Mais je compte bien sur chacun des parlementaires pour essayer d'aplanir les difficultés là où vous voyez qu'il y en a et de nous avertir pour qu'on puisse intervenir avant qu'il y ait des confrontations, peut-être majeures dans certains points, que je ne souhaite pas de tout mon coeur. Mais, si ça arrive, qu'on puisse tirer tout le monde dans le même sens puis contribuer à régler.
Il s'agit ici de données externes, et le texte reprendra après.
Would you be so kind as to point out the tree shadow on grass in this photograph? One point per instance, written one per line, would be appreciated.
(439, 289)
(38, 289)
Merci, par anticipation, pour les étapes qu'on aura à franchir d'ici vendredi. Je ne sais pas comment ça va se solder. Il y aura sans doute un rapport de déposé en Chambre, demain, l'étude du rapport, l'étude en troisième lecture. Donc, pour ma part, pour simplifier la procédure, je ne parlerai que sur une des deux étapes. J'annonce tout de suite au député de Richmond que je le ferai seulement sur une des deux étapes si ça peut aider au consentement de l'autre côté. Et on pourra partir à Noël, de part et d'autre, en disant qu'on aura fait oeuvre utile au niveau du Québec, j'en suis sûr. Merci.

M. Vallières: Oui, Mme la Présidente. Évidemment...

La Présidente (Mme Bélanger): Mme la députée. M. le député de Richmond. Vous m'appelez monsieur; moi, je vais vous appeler madame.

M. Yvon Vallières

M. Vallières: D'abord, vous me permettrez d'indiquer jusqu'à quel point, moi, j'ai apprécié les consultations particulières – je pense que c'était nécessaire, le ministre a dû se rendre compte que ce n'était pas pour le fun qu'on demandait ça, je pense que ça a été très utile dans nos travaux – et l'ouverture du ministre également face aux organismes qu'on a demandés puis la transparence qui a entouré ces démarches pour que les organismes viennent témoigner.

En second lieu, vous me permettrez aussi de remercier toute l'équipe des députés libéraux qui m'ont secondé tout au long de l'étude article par article de ce projet de loi et d'indiquer au ministre – qui, lui-même, a été leader du gouvernement et leader de l'opposition – que, sur les fins de session comme celle-là, il y a toutes sortes de choses qui se passent, souvent qui nous échappent des fois aussi.

Et donc, que pour le suivi, pour la balance de l'adoption du projet de loi, bien, il faut s'en remettre, je pense, de part et d'autre, à nos leaders respectifs. Mais le ministre connaît déjà mon point de vue là-dessus et ceux de notre groupe parlementaire. Alors, espérons que les objectifs qu'on poursuit, s'assurer que les régions disposent des outils de développement dont elles ont besoin, elles pourront compter dessus. Dépendamment de certaines fins de session, des fois qui peuvent être un peu plus houleuses que d'autres, alors c'est à nous, maintenant, de part et d'autre, à prendre les dispositions.

M. Chevrette: C'est peut-être en raison de notre ancienneté, j'ai l'impression que nos deux leaders nous font bien confiance tous les deux. On va essayer de la garder jusqu'à la fin. Merci beaucoup.

La Présidente (Mme Bélanger): Un instant! Un instant! Mme la députée de Beauce-Sud.

Mme Leblanc: Je voulais d'abord remercier le ministre parce que vraiment l'étude détaillée nous a permis d'apporter des réponses aux questions qu'on se posait et lui rappeler, aussi, l'engagement qu'il a pris de me fournir les explications sur la répartition territoriale des budgets. Alors, est-ce que je suppose que ça va venir par écrit à mon bureau?

M. Chevrette: Oui, ou à une rencontre avec les chiffres, comme vous voulez.

Mme Leblanc: Comme vous voulez. En tout cas, vous donnez signe?

La Présidente (Mme Bélanger): Alors, ça va. Alors, la commission, ayant accompli son mandat, suspend ses travaux jusqu'à 15 heures.